Kreiszeitung 10.03.2008

Es ist so weit: Werder benötigt das Fernglas


Sieben Punkte hinter den Bayern: Allofs hakt Titelrennen ab / Naldo schlägt Alarm

Von Carsten Sander

Neue Beiträge für den Briefkopf sind von den Bremern deshalb in dieser Saison nicht mehr zu erwarten. Im DFB-Pokal kam das Aus gegen Borussia Dortmund, im UEFA-Pokal droht das Scheitern gegen die Glasgow Rangers. Und im Titelrennen passierte nun in Stuttgart der wohl entscheidende Stolperer. "Von der Meisterschaft müssen wir jetzt jedenfalls nicht mehr reden", stöhnte Sportdirektor Klaus Allofs, der sogar noch Schlimmeres befürchtet, "wenn wir so weiterspielen. Dann wird auch die Qualifikation für die Champions League ganz schwierig."

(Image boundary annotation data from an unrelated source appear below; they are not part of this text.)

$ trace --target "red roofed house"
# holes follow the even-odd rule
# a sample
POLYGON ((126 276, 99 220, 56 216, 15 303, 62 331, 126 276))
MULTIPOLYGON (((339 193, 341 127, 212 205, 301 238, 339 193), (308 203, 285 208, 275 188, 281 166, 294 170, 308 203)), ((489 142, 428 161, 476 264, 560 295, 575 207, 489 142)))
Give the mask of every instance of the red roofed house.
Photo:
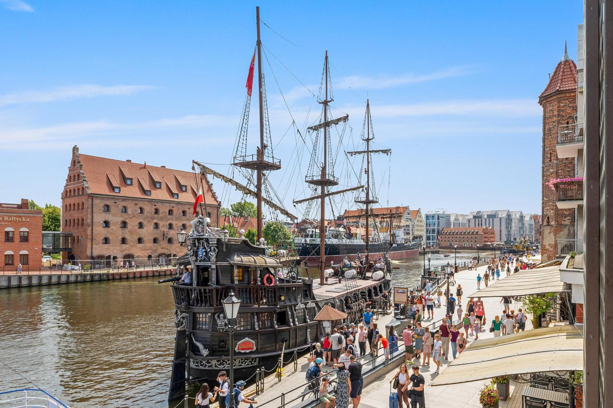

Obwohl die 0:2-Pleite bei den Glasgow Rangers erst 40 Stunden zurücklag, drehte Werder in Stuttgart zunächst voll auf. Doch sowohl nach der frühen Führung durch Hugo Almeida (9.) sowie dem zwischenzeitlichen 2:2-Ausgleich durch Sebastian Boenisch (60.), gingen die Bremer keineswegs auf Nummer sicher. Sondern rannten geradewegs ins Verderben. Mario Gomez (20./43./65.) sowie Cacau (66./87.) und ein Eigentor von Per Mertesacker stellten eine Partie auf den Kopf, in der die Gäste zwar 27:9 Torschüsse, 54 Prozent gewonnene Zweikämpfe und 62 Prozent Ballbesitz verbuchten. In der sie aber keinen Gedanken an wirkungsvolle Abwehrarbeit verschwendeten. Fünf von sechs Gegentoren resultierten aus Kontern. Wie kann das bloß passieren?

Klaus Allofs verstand es auch nicht. "Naiv, fahrlässig, undiszipliniert" - das waren die Vokabeln, die er am häufigsten bemühte, um das Verhalten der Mannschaft zu erklären: "Die Bereitschaft für den Rückwärtsgang muss vorhanden sein. Man muss auch mal dazwischenfetzen, kompromisslos in den Zweikämpfen sein."

Nichts davon zeigte Werder beim VfB. Folge: Naldo sah sich mit seinem Nebenmann Mertesacker immer wieder einer Übermacht an gegnerischen Spielern ausgesetzt. "Darüber müssen wir reden", forderte der Brasilianer.

Gemeinsam mit Mertesacker will er das Thema heute bei der Nachbesprechung aufs Trapez bringen. Naldo: "Diese Woche war eine Scheiß-Woche. Ich werde ansprechen, was bei uns falsch läuft."

Bei einer Diskussion über das System werden die beiden Abwehr-Türme aber auf taube Ohren stoßen. Zumindest bei Trainer Thomas Schaaf und Klaus Allofs. Letzterer stellte fest: "Es ist keine Frage des Systems, sondern der Bereitschaft, den Gegner auch zu bekämpfen. Wir haben nur mit Herz, aber nicht mit Verstand gespielt." Schaaf, der im Gegensatz zu seinem Sportdirektor die Meisterschaft trotz der Rückrunden-Zwischenbilanz von drei Niederlagen in sechs Spielen nicht abschreiben will ("Wir ändern jetzt nicht unsere Ziele, wir haben in dieser Saison noch einiges vor"), wollte von einer grundsätzlich falschen Taktik ebenfalls nichts wissen: "Wir haben Fehler gemacht. Aber niemand hat die Maßgabe ausgegeben, ohne Ende auf Risiko zu spielen."

Genau das hatte Werder jedoch gemacht. Sehr zur Freude von Mario Gomez, der übrigens nichts anderes erwartet hatte. "Gegen Werder weiß ich schon vor dem Spiel, dass ich meine Chancen bekommen werde, weil Bremen immer sehr schön und immer sehr offensiv spielt", feixte der Dreifach-Torschütze, der bereits im DFB-Pokal gegen die Bremer Amateure einen Dreierpack geschnürt hatte. Sein Fazit nach dem 6:3: "Also mir hat's Spaß gemacht." Und das gibt Naldo ernsthaft zu denken.